UK betting operators urge payment blocks and tougher penalties in five-point push against the black market
The Betting and Gaming Council (BGC) has laid out a five-point plan aimed at illegal gambling operators targeting British consumers. For regulated PSPs and acquirers, the interesting part is not the slogans: it is the explicit call for payment blocks, stronger enforcement against enablers, and faster disruption of the networks that keep the black market moving.
- The BGC says social media companies should be made responsible for removing illegal gambling content and advertisements. It argues that illegal operators increasingly rely on social media, search engines and online advertising to reach customers, and says WARC analysis found illegal operators now account for almost half of all UK gambling advertising spend, with a projection that they will overtake licensed operators by 2028.
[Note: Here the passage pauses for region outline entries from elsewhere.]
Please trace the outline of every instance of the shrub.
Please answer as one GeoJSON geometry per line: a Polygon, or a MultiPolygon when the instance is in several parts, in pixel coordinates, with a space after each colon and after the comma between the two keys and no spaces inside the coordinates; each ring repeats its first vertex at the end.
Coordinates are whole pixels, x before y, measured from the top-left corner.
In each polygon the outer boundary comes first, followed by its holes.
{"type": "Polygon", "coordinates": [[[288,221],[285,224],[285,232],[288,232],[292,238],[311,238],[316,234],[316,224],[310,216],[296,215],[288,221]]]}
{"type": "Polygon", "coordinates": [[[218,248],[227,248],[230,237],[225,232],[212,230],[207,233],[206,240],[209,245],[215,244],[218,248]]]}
- The trade body also wants the Gambling Commission to get stronger powers to block illegal gambling websites, remove unlicensed gambling apps and disrupt criminal operators. It cites H2 Gambling Capital analysis suggesting that the amount staked with illegal operators in the UK has risen to £16.6bn, more than tripling since 2019.
- On payments, the BGC does not spell out the exact mechanism, but it says payment providers should be prevented from facilitating transactions linked to illegal gambling operators. In practice, that means pressure on the financial layer of the black market, not just on the websites and ads customers see.
- The fourth point is to “hold enablers accountable” by introducing “meaningful penalties” for companies that knowingly provide advertising, payment processing, hosting or other services to illegal gambling businesses. The BGC’s argument is that these services form the infrastructure that lets criminal operators reach British consumers.
- The fifth measure is criminal sanctions for operators. The BGC is calling on lawmakers, regulators, technology companies and financial institutions to work together to shut down illegal gambling operations and says failure to act would leave consumers exposed to fraud, criminality and gambling-related harm.
The BGC says it represents around 90 per cent of the regulated UK betting and gaming industry, so this is not a fringe complaint. For PSPs serving high-risk verticals, the message is straightforward: the UK industry wants a tighter enforcement stack, and payments are now explicitly part of it.